One fact is that the range of possibilities for an operating system is so large, that one applications can work onto a console, over a terminal, on X11, on Wayland,... It is quite complex.

The problem with mixing ports and base together can create an operating system, that has many "extras" that can come up in the system (libraries, binaries, services,...).  

Let's discuss about it, if you have similar interests.

Thank  you and welcome for an enjoyable idea exchange and talk !


----------



## shkhln (Feb 21, 2019)

I think I'm pretty comfortable with stating that I don't understand a single word there.


----------



## hitest (Feb 24, 2019)

The title of your post is understandable.  FreeBSD is an excellent operating system for servers.  No question about that.  The body of your post is a bit difficult to decipher.  I suggest that you clarify what you would like to talk about.


----------



## Deleted member 30996 (Feb 25, 2019)

I thought that's the way it already was. It doesn't come with anything but the base system and a terminal. 
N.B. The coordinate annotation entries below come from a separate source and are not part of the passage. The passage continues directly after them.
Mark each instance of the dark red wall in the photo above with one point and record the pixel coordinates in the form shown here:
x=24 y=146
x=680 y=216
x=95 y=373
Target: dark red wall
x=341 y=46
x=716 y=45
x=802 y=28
The rest is on the user. Nobody makes anyone install the Wayland Windigo or X from Outer Space.


----------



## olli@ (Feb 25, 2019)

That's the nice thing about FreeBSD … It's not “servers only”. You can do with it whatever you want. It's running on my headless mp3 player (small embedded SBC that boots from a 48 MB CF card, no monitor attached) as well as on my X11 desktop workstation with curved UWQHD monitor. And of course it's running on a bunch of servers that I have, both at home and at hosting companies.

FreeBSD is like a powerful motor. You can build a Ferrari around it as well as a bulldozer or a camper van, or even a speedboat or a plane. It's up to you.

There's just one thing that should be clear. FreeBSD is not as easy to install and use as operating systems like Windows or MacOS. The learning curve is a little more difficult. That's why FreeBSD is often described as “for experts, enthusiasts and hobbyists”, or similiar. However, there are “distributions” based on FreeBSD that are targeted at desktops users, with graphical installers and setup utilities – if you want.


----------



## fryshke (Feb 27, 2019)

You want lean server os? https://alpinelinux.org/ has super small base install.


----------



## Crivens (Feb 27, 2019)

fryshke  could it be you took a wrong turn on your way to a forum to post in?


----------